BATAM — Bagi warga perkotaan, menyalakan lampu dan membuka keran air adalah rutinitas harian yang tak terpikirkan. Namun, bagi warga Kavling Putra Keamoring Jaya (PKJ) di Kelurahan Sei Lekop, Kecamatan Sagulung, dua kebutuhan dasar itu masih menjadi barang mahal yang terus diperjuangkan.
RDPU DPRD Batam: Warga Bicara, Instansi Mendengar
Rapat Dengar Pendapat Umum (RDPU) yang digelar Komisi III DPRD Kota Batam menjadi panggung bagi warga PKJ untuk menyuarakan harapan mereka. Rapat yang dipimpin Ketua Komisi III, Muhammad Rudi, ST, itu dihadiri perwakilan Dinas Perumahan, Permukiman dan Pertamanan (Perkimtan) Kota Batam, Direktorat Pengelolaan Lahan BP Batam, PLN, Air Batam Hilir (ABH), Camat Sagulung, dan Lurah Sei Lekop.
Suasana diskusi berlangsung serius. Warga memaparkan berbagai kendala, mulai dari proses administrasi hingga keterbatasan jaringan teknis yang menghambat pemasangan fasilitas dasar di lingkungan mereka.
Listrik dan Air Bersih Bukan Sekadar Urusan Teknis
Ketua Komisi III DPRD Kota Batam, Muhammad Rudi, menegaskan bahwa persoalan ini bukan sekadar urusan teknis. Menurutnya, listrik dan air bersih merupakan kebutuhan mendasar yang menentukan kualitas hidup masyarakat.
"Kami berharap RDPU ini menjadi wadah untuk menemukan jalan keluar terbaik. Hak masyarakat untuk mendapatkan akses air bersih dan penerangan listrik harus menjadi perhatian bersama," ujar Muhammad Rudi dalam forum tersebut.

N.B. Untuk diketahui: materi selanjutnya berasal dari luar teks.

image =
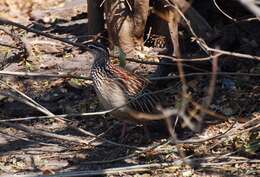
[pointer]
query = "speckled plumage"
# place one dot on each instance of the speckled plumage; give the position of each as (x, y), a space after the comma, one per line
(116, 87)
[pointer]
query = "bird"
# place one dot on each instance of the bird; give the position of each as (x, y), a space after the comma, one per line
(119, 88)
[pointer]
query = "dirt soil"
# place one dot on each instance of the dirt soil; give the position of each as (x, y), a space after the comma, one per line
(226, 144)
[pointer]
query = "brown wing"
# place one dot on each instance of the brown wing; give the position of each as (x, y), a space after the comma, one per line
(132, 84)
(135, 88)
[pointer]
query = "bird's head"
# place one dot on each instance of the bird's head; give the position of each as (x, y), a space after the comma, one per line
(98, 47)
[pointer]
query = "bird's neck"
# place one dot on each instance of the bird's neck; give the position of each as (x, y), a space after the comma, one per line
(101, 59)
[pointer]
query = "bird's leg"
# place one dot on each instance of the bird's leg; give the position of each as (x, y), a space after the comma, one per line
(146, 132)
(123, 131)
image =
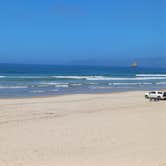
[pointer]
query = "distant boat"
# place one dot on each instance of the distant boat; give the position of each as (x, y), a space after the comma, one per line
(134, 65)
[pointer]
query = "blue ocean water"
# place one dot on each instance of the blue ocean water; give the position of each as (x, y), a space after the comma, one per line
(43, 80)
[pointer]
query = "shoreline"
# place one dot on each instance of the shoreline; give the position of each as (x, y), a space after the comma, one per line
(71, 94)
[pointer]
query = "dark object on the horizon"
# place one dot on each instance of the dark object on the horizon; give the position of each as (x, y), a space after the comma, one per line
(134, 65)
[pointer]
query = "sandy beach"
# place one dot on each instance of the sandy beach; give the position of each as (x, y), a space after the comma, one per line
(118, 129)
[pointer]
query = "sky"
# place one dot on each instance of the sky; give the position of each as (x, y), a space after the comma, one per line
(87, 32)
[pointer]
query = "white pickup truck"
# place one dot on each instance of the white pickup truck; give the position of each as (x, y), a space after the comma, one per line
(155, 95)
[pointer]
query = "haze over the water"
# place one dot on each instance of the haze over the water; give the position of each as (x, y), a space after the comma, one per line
(108, 32)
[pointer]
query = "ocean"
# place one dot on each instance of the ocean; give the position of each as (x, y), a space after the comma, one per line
(45, 80)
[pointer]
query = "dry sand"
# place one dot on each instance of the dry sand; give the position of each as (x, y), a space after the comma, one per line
(120, 129)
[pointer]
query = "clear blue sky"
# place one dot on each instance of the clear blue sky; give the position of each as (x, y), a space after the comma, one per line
(107, 32)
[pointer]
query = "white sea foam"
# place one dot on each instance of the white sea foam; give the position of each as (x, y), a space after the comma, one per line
(2, 76)
(130, 83)
(151, 75)
(106, 78)
(37, 91)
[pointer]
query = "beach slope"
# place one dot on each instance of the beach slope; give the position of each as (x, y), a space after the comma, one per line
(118, 129)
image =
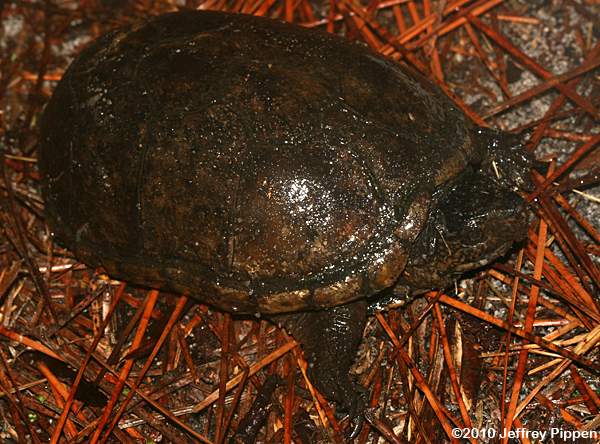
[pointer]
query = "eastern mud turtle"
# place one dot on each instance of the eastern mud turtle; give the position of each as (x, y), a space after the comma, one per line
(266, 168)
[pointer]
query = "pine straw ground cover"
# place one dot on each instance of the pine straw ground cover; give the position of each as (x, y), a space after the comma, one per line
(514, 347)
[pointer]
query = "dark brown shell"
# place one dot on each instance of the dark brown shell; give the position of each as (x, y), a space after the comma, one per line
(257, 165)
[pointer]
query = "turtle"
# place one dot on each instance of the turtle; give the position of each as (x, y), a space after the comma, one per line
(269, 169)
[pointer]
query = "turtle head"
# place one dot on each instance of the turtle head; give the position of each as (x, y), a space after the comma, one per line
(472, 221)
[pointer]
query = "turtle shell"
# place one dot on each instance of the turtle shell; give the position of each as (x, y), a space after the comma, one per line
(257, 165)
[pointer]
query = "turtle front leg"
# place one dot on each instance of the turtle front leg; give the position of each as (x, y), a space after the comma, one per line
(330, 340)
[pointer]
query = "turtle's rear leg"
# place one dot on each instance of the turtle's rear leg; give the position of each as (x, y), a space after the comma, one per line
(330, 340)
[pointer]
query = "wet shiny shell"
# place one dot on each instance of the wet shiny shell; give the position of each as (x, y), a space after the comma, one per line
(257, 165)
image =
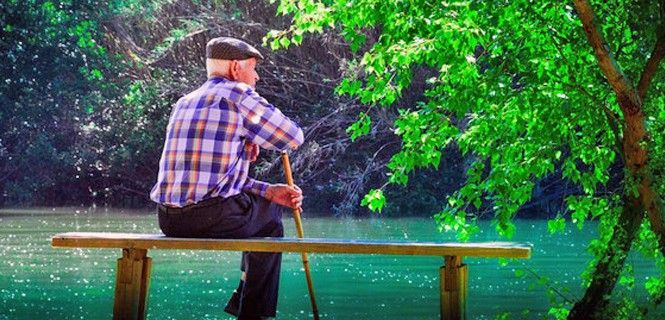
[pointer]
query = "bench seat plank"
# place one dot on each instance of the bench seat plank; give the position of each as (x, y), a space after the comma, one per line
(159, 241)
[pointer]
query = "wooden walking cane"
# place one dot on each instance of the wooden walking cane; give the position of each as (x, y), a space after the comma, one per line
(296, 218)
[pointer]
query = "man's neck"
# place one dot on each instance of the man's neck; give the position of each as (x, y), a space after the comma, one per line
(219, 75)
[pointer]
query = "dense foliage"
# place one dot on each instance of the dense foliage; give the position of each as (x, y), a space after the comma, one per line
(529, 90)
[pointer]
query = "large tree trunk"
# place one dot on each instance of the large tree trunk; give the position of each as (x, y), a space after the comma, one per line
(635, 158)
(609, 267)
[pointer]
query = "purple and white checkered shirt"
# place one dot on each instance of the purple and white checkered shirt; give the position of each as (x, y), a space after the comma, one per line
(207, 152)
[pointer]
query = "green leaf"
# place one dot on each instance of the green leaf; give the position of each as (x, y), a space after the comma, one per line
(557, 225)
(374, 200)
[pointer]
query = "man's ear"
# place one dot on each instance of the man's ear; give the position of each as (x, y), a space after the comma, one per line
(235, 69)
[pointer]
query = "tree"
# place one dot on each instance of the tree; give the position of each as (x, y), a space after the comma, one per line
(525, 88)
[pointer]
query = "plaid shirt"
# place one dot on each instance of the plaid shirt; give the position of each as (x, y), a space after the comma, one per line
(207, 152)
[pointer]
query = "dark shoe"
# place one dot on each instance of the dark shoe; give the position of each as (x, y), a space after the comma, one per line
(233, 306)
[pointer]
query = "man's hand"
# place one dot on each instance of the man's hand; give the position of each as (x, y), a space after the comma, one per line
(288, 196)
(252, 150)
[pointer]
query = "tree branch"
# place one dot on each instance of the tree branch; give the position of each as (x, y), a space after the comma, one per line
(628, 99)
(656, 56)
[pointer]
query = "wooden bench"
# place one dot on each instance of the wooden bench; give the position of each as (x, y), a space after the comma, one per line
(133, 275)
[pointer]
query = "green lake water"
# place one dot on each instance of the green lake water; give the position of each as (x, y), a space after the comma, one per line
(40, 282)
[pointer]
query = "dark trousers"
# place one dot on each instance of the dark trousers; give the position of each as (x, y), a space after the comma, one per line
(242, 216)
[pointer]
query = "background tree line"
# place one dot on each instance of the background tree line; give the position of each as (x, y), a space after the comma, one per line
(470, 110)
(88, 85)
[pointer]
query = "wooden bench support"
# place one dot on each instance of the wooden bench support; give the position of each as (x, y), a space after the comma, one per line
(133, 277)
(131, 284)
(453, 277)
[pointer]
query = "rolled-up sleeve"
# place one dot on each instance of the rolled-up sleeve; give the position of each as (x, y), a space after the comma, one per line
(266, 125)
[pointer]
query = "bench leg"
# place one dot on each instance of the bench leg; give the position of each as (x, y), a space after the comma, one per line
(131, 284)
(453, 285)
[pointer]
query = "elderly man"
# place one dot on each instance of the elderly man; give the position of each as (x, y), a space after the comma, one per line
(203, 188)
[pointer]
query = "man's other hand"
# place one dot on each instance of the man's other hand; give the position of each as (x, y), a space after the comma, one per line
(288, 196)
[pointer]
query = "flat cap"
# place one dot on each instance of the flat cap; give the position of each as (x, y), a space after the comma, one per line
(227, 48)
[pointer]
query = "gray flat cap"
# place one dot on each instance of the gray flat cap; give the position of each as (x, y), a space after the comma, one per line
(226, 48)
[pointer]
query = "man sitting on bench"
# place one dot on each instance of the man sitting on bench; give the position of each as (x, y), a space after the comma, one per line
(203, 189)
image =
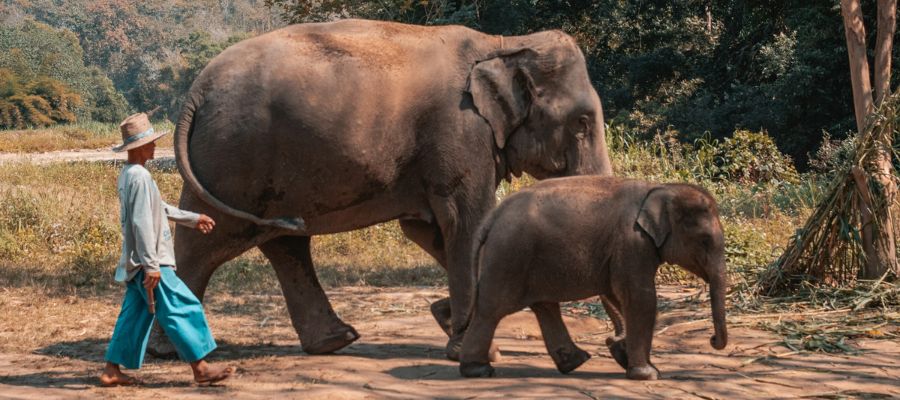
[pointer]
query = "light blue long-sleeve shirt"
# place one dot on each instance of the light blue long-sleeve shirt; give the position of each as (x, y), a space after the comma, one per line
(147, 239)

Di era modern, listrik menjadi penopang berbagai aktivitas—dari belajar, bekerja, hingga menjalankan usaha kecil di rumah. Sementara air bersih berkaitan langsung dengan kesehatan dan kehidupan sehari-hari.
Optimisme di Tengah Penantian Panjang
Meski keluhan mendominasi, RDPU juga menghadirkan optimisme. Setiap instansi diberikan kesempatan menjelaskan kondisi di lapangan dan langkah-langkah yang bisa ditempuh untuk mempercepat penyelesaian. Bagi warga PKJ, kehadiran DPRD sebagai jembatan komunikasi menjadi angin segar.
Mereka berharap hasil RDPU tidak berhenti pada pembahasan, melainkan berlanjut menjadi tindakan nyata. Koordinasi antara DPRD, pemerintah daerah, BP Batam, PLN, dan Air Batam Hilir diharapkan mampu mengakhiri penantian panjang warga.
Pembangunan yang Sesungguhnya: Hak Dasar Warga Terpenuhi
RDPU ini menjadi cerminan bahwa pembangunan tidak hanya berbicara soal gedung megah, jalan lebar, atau investasi besar. Pembangunan juga tentang memastikan setiap warga mendapatkan hak dasar yang layak, termasuk akses terhadap listrik dan air bersih.
Bagi warga PKJ, lampu yang menyala dan air yang mengalir bukan sekadar fasilitas. Itu adalah simbol hadirnya pelayanan dan perhatian negara kepada rakyatnya. Kini, harapan telah disampaikan. Tinggal menunggu langkah nyata agar kehidupan mereka lebih nyaman, sehat, dan sejahtera.